Sean Miller (millsea0@u.washington.edu)
This notebook outlines an analysis of English Wikipedia articles on political figures from many countries. We seek to explore the ratio of articles compared to population of the country and the percent of those articles that are high quality to understand how the English Wikipedia might be biased.
All of the following code was written and tested against the default packages present in Anaconda3 v4.4.0. You can find a download for Anaconda and its latest versions at https://repo.continuum.io/archive/.
In [1]:
import json
import os
import pandas as pd
import requests
%matplotlib inline
First, we'll prepare our folder structure for our analysis. Any data sets we've downloaded or will scrape from the web will be stored in the raw_data folder, any data sets that have been processed by our code will be stored in clean_data and any visualizations or tables used for our final analysis will be stored in the outputs folder.
In [2]:
# If the folder raw_data doesn't already exist, create it
# raw_data is where any initial data sets are stored
if not os.path.exists("raw_data"):
os.makedirs("./raw_data")
# If the folder clean_data doesn't already exist, create it
# clean_data is where any processed data sets are stored
if not os.path.exists("clean_data"):
os.makedirs("./clean_data")
# If the folder outputs doesn't already exist, create it
# The outputs folder is where visualizations for our analysis will be stored
if not os.path.exists("outputs"):
os.makedirs("./outputs")
To perform this analysis, we'll be joining data from three different data sets. These data sets and relevant information are listed below.
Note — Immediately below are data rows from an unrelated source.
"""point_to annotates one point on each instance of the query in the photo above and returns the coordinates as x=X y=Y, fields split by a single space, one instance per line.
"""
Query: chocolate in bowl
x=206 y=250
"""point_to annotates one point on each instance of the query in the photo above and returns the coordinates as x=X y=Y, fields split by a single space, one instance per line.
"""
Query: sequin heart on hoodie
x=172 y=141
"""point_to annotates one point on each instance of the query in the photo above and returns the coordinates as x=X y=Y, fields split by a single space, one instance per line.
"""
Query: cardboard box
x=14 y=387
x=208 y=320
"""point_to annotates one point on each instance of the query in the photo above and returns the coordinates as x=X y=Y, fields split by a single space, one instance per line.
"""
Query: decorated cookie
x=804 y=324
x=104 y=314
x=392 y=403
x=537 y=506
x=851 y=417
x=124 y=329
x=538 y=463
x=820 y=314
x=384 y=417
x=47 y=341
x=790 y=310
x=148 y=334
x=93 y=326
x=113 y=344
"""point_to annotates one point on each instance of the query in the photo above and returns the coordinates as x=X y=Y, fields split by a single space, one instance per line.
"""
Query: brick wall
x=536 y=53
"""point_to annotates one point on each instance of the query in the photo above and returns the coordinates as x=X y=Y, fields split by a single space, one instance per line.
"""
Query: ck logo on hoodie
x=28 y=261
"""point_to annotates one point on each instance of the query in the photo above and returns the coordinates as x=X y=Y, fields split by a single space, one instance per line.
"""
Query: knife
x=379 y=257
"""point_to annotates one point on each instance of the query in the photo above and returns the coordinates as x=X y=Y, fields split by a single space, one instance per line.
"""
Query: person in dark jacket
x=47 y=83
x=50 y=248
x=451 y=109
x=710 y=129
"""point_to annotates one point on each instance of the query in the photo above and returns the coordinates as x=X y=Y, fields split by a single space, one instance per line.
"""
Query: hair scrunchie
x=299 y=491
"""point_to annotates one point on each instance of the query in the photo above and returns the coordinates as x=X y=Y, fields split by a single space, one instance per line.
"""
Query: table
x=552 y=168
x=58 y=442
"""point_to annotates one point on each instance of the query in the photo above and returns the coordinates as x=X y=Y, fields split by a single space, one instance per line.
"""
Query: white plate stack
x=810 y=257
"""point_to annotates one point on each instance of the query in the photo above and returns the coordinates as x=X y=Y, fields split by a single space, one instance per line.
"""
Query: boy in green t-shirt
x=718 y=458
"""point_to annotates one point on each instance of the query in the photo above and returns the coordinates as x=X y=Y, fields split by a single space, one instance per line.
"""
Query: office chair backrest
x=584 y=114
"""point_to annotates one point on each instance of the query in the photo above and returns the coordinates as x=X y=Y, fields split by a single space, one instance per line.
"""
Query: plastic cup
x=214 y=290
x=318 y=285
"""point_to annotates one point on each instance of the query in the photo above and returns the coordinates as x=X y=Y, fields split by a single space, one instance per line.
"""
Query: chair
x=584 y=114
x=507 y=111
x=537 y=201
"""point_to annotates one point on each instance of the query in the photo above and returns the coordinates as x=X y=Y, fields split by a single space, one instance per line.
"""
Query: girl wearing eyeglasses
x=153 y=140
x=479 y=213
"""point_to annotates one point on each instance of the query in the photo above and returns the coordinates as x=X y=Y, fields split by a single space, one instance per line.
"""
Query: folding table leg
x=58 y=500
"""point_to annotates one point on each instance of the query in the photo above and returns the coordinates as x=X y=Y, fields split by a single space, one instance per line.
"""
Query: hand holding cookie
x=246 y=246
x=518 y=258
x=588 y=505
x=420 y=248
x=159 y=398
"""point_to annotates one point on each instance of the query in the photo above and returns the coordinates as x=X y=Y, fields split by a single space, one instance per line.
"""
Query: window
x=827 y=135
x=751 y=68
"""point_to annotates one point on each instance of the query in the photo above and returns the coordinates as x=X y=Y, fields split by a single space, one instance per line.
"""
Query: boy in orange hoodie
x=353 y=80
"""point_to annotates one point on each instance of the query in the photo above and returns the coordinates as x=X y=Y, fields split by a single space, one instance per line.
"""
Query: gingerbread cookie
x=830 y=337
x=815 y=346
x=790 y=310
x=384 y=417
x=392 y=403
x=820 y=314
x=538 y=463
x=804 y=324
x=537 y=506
Data Set | File Name | URL | Documentation | License |
---|---|---|---|---|
EN-Wikipedia Articles On Politicians | page_data.csv | Figshare | Same as URL | CC-BY-SA 4.0 |
Country Population Data (Mid-2015) | Population Mid-2015.csv | Population Research Bureau website | Same as URL | I have no idea |
Wikipedia ORES | N/A | ORES | ORES Swagger | CC-BY-SA 3.0 |
For the first two data sets, we'll be manually downloading the data from the provided links, copying the files to the raw_data folder and reading in the csv files with the pandas library.
In [9]:
# Paths to files
population_data_file = "./raw_data/Population Mid-2015.csv"
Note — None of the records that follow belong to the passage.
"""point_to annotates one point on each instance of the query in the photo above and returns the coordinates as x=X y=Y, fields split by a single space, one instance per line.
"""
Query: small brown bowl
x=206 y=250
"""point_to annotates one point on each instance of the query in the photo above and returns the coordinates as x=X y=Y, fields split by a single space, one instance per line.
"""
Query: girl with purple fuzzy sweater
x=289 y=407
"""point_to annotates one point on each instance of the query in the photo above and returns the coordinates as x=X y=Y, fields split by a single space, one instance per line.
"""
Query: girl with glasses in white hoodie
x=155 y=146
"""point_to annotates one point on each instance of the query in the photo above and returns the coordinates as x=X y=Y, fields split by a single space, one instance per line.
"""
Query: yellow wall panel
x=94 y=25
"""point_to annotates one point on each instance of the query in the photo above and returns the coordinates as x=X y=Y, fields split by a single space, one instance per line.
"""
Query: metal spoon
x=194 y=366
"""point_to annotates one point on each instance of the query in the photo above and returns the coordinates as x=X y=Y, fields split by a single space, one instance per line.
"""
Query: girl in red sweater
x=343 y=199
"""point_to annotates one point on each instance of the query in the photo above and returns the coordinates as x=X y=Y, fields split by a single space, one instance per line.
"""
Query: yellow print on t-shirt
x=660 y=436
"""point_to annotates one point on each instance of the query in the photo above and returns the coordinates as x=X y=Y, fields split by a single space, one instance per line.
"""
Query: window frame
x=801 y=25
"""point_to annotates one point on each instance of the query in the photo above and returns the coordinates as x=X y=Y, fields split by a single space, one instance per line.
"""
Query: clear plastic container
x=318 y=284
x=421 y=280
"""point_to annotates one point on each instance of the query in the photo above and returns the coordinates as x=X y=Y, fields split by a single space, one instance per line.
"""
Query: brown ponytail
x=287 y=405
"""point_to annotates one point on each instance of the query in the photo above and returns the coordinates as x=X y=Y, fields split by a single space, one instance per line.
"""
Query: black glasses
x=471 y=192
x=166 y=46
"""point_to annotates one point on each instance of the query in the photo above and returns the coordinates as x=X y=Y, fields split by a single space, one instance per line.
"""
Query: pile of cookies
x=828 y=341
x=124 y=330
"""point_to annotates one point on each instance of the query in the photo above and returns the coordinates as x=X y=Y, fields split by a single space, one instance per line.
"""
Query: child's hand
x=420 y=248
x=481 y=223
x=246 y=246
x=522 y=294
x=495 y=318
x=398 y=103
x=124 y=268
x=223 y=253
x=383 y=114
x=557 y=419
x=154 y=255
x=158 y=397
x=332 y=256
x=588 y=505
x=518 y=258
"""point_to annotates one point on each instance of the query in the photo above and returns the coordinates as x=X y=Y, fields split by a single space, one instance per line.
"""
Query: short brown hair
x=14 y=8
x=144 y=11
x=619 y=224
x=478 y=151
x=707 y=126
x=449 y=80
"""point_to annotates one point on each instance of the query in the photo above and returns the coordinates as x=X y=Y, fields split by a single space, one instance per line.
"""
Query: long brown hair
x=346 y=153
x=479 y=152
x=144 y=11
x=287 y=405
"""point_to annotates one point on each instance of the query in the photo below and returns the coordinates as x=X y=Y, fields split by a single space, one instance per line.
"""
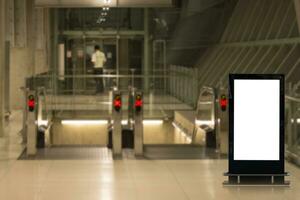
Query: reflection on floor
x=132 y=180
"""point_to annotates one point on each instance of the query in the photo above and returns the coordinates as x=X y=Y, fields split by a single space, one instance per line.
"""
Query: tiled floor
x=126 y=179
x=130 y=179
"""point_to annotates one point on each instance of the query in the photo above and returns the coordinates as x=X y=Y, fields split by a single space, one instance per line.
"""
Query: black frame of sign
x=256 y=166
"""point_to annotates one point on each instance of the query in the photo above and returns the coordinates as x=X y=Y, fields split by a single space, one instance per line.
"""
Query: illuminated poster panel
x=256 y=119
x=256 y=124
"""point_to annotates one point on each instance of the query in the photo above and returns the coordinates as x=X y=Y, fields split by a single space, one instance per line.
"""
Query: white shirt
x=98 y=58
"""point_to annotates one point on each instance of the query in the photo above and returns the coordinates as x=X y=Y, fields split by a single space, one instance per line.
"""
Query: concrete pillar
x=146 y=50
x=2 y=65
x=297 y=9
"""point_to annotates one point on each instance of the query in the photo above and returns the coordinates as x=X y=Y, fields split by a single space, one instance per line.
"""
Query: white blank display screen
x=256 y=119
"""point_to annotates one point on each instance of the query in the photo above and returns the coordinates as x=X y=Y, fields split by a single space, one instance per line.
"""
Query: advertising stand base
x=256 y=179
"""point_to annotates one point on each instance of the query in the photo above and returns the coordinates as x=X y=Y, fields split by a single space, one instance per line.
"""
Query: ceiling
x=102 y=3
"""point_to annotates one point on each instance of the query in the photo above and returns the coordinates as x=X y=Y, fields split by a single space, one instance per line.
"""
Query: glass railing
x=292 y=128
x=162 y=92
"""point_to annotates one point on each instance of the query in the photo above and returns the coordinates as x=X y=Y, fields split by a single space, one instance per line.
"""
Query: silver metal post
x=138 y=125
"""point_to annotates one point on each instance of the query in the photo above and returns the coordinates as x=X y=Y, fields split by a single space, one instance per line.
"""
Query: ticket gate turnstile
x=138 y=124
x=117 y=123
x=31 y=125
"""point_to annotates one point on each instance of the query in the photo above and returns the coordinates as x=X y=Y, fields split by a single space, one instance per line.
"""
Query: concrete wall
x=29 y=49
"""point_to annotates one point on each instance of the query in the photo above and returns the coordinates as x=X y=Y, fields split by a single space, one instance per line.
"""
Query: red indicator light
x=117 y=103
x=31 y=103
x=138 y=103
x=223 y=103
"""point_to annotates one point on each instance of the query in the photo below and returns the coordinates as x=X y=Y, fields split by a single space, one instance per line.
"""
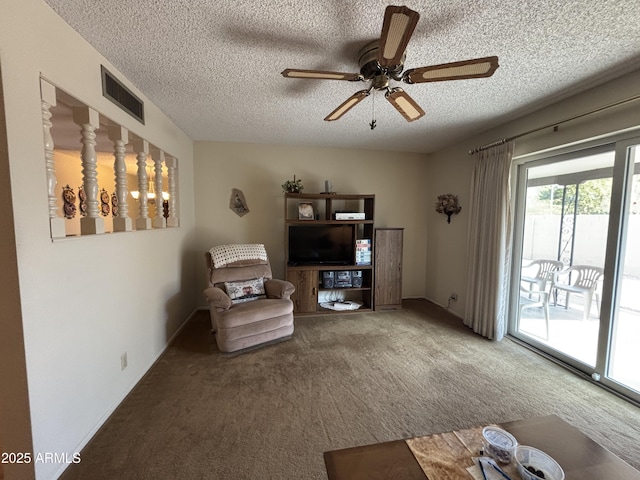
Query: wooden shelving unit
x=308 y=278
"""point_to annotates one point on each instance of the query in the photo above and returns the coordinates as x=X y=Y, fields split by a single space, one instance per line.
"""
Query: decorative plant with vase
x=448 y=204
x=293 y=186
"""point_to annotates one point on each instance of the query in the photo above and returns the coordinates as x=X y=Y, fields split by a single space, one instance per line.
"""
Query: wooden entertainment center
x=317 y=212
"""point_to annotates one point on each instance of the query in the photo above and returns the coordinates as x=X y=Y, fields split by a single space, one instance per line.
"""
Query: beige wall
x=15 y=424
x=83 y=301
x=398 y=181
x=450 y=172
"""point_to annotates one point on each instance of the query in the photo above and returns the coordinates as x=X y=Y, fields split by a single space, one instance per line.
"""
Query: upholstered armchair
x=247 y=306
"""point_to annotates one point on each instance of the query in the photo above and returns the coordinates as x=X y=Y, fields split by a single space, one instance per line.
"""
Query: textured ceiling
x=214 y=66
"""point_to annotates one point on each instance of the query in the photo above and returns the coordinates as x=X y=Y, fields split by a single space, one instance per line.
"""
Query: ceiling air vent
x=121 y=95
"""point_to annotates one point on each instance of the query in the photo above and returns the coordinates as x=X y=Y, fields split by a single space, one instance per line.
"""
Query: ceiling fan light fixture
x=347 y=105
x=406 y=105
x=398 y=26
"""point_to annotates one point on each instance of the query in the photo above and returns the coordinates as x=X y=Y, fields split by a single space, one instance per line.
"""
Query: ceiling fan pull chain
x=373 y=110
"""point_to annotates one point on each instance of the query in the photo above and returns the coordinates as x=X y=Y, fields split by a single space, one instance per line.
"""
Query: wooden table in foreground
x=579 y=456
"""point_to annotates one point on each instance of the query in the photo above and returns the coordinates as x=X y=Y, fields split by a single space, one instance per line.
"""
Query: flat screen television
x=321 y=244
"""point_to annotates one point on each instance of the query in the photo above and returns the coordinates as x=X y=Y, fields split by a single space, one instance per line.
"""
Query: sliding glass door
x=576 y=282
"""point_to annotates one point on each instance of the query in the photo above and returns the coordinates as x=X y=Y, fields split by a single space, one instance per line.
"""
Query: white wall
x=450 y=172
x=84 y=301
x=398 y=181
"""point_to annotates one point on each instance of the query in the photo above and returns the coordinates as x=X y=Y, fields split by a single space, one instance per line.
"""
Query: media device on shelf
x=321 y=245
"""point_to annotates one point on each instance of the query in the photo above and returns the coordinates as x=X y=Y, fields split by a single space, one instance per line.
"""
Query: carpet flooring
x=341 y=381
politician_file_path = "./raw_data/page_data.csv"
# Read in population data
# We skip the first line using header=1 as we're uninterested in information before the column headers
population_df = pd.read_csv(population_url, header=1)
# Remove "," characters and cast the population column Data to a numeric value
population_df["Data"] = population_df["Data"].str.replace(",", "")
population_df["Data"] = population_df["Data"].apply(pd.to_numeric)
# Write the data our to a csv
population_df.to_csv(population_file_path, index=False)
# Read in Wikipedia politician data
politician_df = pd.read_csv(politician_file_path)
# Print out sample of population DataFrame
population_df.head(4)
Out[9]:
In [10]:
# Print out sample of politician DataFrame
politician_df.head(4)
Out[10]:
After reading in our initial two data sets, we'll want to map the rev_id column of the politician DataFrame to a corresponding article quality using the ORES API. The predicted article quality can map to one of the six following values. Documentation for how to format the URLs for this API can be found at the ORES Swagger.
HCDS Fall 2017 - Assignment 2 - Article Ratings
To Note
You can submit up to 50 articles at a time to be evaluated by the ORES API.
If a page has been deleted, the ORES API will return "RevisionNotFound: Could not find revision". Within this function we handle that by outputting the JSON blob of the article that could not be found.
As part of the Terms and conditions from the Wikimedia REST API, we agree to send a unique User-Agent header in our requests so Wikimedia can contact us if any problem arises from our script.
In [29]:
# ORES API endpoint Example code
endpoint = "https://ores.wikimedia.org/v3/scores/{project}/?models={model}&revids={revids}"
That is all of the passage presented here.